Sortie du dimanche 26 avril 2026 (Hier)
rhododendron, Piton
Conditions nivologiques, accès & météo
Météo/températures : grande douceur, vent frais dans le Vallon du Ferrand, grosse chaleur sur le glacier de St Sorlin. En t-shirt quasiment toute la journée.
Conditions d'accès/altitude du parking : route de Sarennes ouverte jusqu'au Perron.
Altitude de chaussage/déchaussage : environ 2000m.
Conditions pour le ski : excellentes à 14h. Neige dure avec bon grip sur la pente sommitale de l'Etendard, puis moquette à poil long jusqu'à l'altitude 2000m.
Conditions nivo et activité avalancheuse : ras
Skiabilité : 😄 Excellente
Compte rendu (par rhododendron)
Itinéraire suivi : voir Gpx
Horaires : départ 7h, chaussage 9h, Lac des Quirlies 10h45, Col des Quirlies 12h, Pic de l'Etendard 13h45.
Retour 16h30.
Porter, porter, déporter, reporter, mais qu'importe.
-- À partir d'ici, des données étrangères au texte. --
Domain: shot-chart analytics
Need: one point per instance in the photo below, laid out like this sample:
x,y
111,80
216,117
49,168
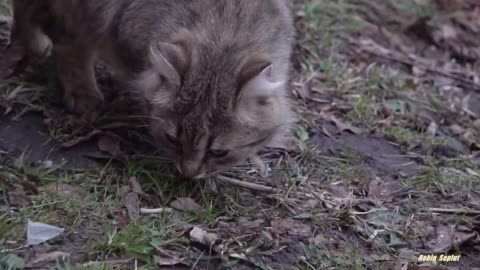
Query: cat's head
x,y
208,111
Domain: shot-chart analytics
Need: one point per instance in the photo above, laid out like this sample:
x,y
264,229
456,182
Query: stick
x,y
248,185
380,51
147,211
454,211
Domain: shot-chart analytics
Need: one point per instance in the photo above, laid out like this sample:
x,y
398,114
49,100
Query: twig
x,y
79,140
454,211
147,211
248,185
381,51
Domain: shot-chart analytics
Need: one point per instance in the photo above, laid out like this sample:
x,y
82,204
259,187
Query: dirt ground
x,y
383,170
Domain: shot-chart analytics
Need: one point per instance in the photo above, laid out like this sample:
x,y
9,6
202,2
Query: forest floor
x,y
384,166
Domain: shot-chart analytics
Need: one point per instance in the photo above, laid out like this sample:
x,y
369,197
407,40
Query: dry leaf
x,y
291,226
168,257
448,237
186,204
47,258
198,235
64,191
18,197
341,125
134,185
375,188
319,241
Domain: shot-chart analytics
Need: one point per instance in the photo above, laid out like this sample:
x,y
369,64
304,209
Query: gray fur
x,y
211,71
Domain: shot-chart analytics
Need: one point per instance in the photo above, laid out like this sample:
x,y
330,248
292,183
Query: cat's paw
x,y
83,102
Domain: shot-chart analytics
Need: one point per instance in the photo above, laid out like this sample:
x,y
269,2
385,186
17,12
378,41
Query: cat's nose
x,y
190,169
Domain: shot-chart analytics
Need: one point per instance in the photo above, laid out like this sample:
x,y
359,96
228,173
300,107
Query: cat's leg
x,y
28,31
75,69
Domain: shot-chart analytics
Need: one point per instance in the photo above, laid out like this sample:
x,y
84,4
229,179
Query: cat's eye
x,y
218,153
171,139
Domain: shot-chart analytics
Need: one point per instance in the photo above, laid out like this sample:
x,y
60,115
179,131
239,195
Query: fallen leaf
x,y
130,201
201,236
319,241
341,125
432,129
375,188
378,189
186,204
47,258
134,185
448,237
18,197
38,233
476,124
12,261
291,226
168,257
286,143
64,190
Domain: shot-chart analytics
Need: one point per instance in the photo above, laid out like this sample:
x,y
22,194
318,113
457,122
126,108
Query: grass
x,y
382,99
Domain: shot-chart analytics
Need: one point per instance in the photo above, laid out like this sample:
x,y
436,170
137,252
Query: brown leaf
x,y
64,190
378,189
130,201
168,257
448,237
287,143
18,197
319,241
186,204
48,258
134,185
205,238
375,188
341,125
292,227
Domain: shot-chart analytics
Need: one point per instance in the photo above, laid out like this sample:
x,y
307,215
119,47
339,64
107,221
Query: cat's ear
x,y
255,79
173,59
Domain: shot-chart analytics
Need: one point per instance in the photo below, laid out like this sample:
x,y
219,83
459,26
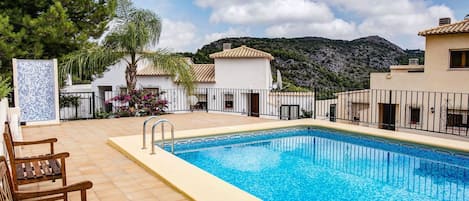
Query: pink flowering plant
x,y
147,103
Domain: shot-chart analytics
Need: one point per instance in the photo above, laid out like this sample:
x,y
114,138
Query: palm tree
x,y
132,33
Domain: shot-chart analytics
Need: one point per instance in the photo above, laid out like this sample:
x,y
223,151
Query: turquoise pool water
x,y
316,164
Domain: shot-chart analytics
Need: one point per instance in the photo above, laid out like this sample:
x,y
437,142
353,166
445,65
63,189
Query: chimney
x,y
414,61
444,21
226,46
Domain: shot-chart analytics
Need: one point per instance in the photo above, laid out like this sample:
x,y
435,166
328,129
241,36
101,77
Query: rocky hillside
x,y
322,62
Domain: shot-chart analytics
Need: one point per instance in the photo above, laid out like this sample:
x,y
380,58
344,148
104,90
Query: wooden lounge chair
x,y
32,169
8,193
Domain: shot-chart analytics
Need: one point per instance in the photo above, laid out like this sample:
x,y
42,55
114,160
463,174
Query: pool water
x,y
317,164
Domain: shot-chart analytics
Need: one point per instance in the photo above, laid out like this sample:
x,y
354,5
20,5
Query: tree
x,y
50,28
132,33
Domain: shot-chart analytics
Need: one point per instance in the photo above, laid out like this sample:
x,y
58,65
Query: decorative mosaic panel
x,y
35,83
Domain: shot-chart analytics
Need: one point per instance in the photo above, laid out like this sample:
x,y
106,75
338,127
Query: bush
x,y
146,103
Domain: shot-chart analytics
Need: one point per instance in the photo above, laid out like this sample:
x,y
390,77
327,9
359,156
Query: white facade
x,y
243,73
239,81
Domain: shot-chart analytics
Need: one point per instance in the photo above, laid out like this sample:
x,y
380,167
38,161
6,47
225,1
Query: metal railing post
x,y
314,104
144,130
206,99
94,105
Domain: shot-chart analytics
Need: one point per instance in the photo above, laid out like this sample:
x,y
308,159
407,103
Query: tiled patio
x,y
114,176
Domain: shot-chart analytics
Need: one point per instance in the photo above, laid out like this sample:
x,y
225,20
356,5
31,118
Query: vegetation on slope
x,y
320,62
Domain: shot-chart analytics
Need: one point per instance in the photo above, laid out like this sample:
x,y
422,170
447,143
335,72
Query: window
x,y
454,120
123,90
201,101
228,101
459,59
414,115
152,90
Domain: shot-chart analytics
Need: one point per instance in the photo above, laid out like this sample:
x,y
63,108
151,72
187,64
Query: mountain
x,y
321,62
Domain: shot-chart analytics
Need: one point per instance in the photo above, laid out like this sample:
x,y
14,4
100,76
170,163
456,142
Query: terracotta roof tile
x,y
242,52
458,27
150,70
201,72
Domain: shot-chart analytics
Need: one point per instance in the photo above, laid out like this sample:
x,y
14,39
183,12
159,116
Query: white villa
x,y
239,81
431,97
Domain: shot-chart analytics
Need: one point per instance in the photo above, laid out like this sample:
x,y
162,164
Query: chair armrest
x,y
82,186
44,141
51,141
62,155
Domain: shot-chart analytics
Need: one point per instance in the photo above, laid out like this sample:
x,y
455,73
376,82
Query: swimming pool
x,y
318,164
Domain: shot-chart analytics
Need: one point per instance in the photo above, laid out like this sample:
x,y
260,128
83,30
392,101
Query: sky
x,y
190,24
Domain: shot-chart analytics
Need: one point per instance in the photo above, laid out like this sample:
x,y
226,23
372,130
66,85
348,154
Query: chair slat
x,y
37,169
29,170
54,166
19,171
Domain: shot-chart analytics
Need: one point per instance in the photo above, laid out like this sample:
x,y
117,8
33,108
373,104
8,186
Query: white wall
x,y
243,73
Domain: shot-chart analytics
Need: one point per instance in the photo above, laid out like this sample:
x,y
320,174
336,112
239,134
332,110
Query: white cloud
x,y
178,35
266,11
231,32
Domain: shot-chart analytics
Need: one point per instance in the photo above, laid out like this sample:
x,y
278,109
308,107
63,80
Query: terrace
x,y
114,176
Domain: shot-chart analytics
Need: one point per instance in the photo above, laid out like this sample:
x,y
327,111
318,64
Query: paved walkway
x,y
114,176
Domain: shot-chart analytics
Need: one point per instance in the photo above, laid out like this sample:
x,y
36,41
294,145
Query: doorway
x,y
388,116
253,105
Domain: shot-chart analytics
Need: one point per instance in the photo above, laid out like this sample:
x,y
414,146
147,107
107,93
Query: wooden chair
x,y
32,169
8,193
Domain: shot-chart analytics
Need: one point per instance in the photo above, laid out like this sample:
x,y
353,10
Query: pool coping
x,y
197,184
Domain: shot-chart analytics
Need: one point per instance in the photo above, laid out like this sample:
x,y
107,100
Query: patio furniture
x,y
32,169
8,193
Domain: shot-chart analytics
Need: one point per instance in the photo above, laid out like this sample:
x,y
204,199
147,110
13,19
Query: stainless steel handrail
x,y
144,130
161,121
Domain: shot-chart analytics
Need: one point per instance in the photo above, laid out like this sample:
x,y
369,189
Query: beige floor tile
x,y
114,176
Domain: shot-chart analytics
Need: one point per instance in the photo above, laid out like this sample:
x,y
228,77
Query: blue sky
x,y
189,24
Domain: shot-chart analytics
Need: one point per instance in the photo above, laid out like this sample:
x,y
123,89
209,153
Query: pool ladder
x,y
162,122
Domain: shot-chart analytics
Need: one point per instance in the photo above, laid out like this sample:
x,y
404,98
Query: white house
x,y
430,97
239,81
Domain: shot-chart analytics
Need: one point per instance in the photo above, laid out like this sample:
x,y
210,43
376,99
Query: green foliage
x,y
135,31
101,114
5,88
49,28
318,62
69,101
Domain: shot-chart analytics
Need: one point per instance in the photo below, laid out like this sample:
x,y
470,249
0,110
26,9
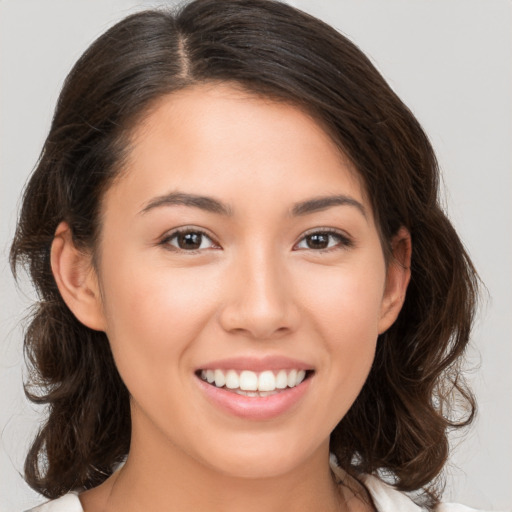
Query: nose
x,y
259,301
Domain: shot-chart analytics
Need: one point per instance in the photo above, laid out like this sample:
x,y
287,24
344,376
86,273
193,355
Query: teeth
x,y
250,383
281,380
220,378
266,381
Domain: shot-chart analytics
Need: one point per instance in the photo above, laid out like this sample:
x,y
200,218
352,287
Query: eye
x,y
324,240
189,240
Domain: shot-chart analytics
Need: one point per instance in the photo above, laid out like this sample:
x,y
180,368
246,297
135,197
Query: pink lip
x,y
257,364
254,408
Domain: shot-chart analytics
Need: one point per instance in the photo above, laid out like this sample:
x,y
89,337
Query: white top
x,y
385,497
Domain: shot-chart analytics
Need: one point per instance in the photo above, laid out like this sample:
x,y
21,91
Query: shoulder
x,y
67,503
388,499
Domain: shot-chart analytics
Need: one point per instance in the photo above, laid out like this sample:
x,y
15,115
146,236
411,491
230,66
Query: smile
x,y
253,384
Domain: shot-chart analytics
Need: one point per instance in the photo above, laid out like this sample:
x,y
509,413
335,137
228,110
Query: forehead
x,y
221,139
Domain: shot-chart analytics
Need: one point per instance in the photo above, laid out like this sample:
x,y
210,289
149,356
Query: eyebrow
x,y
206,203
212,205
319,204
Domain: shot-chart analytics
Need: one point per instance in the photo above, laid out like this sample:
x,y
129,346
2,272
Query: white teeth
x,y
220,379
250,383
292,378
232,380
266,381
281,380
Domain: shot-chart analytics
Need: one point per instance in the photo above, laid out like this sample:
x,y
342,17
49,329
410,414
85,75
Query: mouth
x,y
254,384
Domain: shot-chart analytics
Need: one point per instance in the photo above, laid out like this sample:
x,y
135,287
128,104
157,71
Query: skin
x,y
255,287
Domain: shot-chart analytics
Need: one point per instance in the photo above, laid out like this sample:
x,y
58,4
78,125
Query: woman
x,y
235,231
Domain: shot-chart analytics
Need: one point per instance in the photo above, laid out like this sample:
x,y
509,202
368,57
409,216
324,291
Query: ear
x,y
76,279
397,279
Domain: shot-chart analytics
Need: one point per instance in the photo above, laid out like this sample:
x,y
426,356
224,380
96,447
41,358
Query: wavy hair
x,y
398,425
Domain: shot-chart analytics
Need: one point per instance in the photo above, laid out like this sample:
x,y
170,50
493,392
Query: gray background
x,y
449,60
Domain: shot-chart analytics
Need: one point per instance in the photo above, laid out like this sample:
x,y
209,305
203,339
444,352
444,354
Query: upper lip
x,y
257,364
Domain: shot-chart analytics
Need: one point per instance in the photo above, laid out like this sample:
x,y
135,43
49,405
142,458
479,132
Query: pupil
x,y
318,241
189,240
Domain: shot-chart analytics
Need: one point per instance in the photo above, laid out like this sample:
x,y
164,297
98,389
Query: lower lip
x,y
255,408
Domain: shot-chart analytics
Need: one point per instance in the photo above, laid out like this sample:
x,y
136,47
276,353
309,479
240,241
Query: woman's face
x,y
238,245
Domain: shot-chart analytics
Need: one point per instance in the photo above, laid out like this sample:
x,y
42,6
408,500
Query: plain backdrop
x,y
449,60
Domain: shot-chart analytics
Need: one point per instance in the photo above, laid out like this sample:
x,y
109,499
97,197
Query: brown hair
x,y
398,424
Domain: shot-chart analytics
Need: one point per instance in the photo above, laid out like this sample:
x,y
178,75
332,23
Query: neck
x,y
159,476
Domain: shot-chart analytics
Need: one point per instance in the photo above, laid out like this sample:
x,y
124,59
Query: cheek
x,y
153,313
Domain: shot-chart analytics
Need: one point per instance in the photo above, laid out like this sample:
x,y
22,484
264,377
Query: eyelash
x,y
343,240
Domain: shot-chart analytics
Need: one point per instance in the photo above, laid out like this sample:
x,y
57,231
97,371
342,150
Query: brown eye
x,y
324,240
189,240
318,241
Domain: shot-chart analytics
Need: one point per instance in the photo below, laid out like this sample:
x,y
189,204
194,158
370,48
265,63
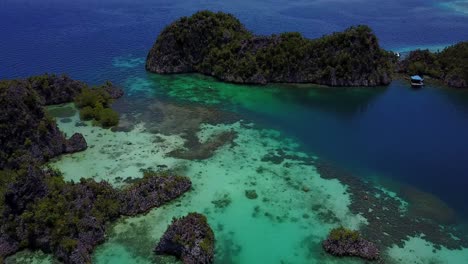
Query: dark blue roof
x,y
416,78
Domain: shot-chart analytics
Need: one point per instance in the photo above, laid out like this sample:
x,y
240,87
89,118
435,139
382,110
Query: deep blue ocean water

Marcher, on sait faire, même chargés.
Il fait bon frais, la cascade du Ferrand est magnifique et gonflée des eaux de fonte.
A 2000m, il est enfin temps de chausser, puis de louvoyer entre les rochers, pour atteindre notre deuxième cascade, celle des Quirlies. Plus haut, le Lac est encore coincé sous sa gangue hivernale, mais si d'anciennes traces le traversent, nous préférons le contourner. On ne sait jamais, fin Avril quand même.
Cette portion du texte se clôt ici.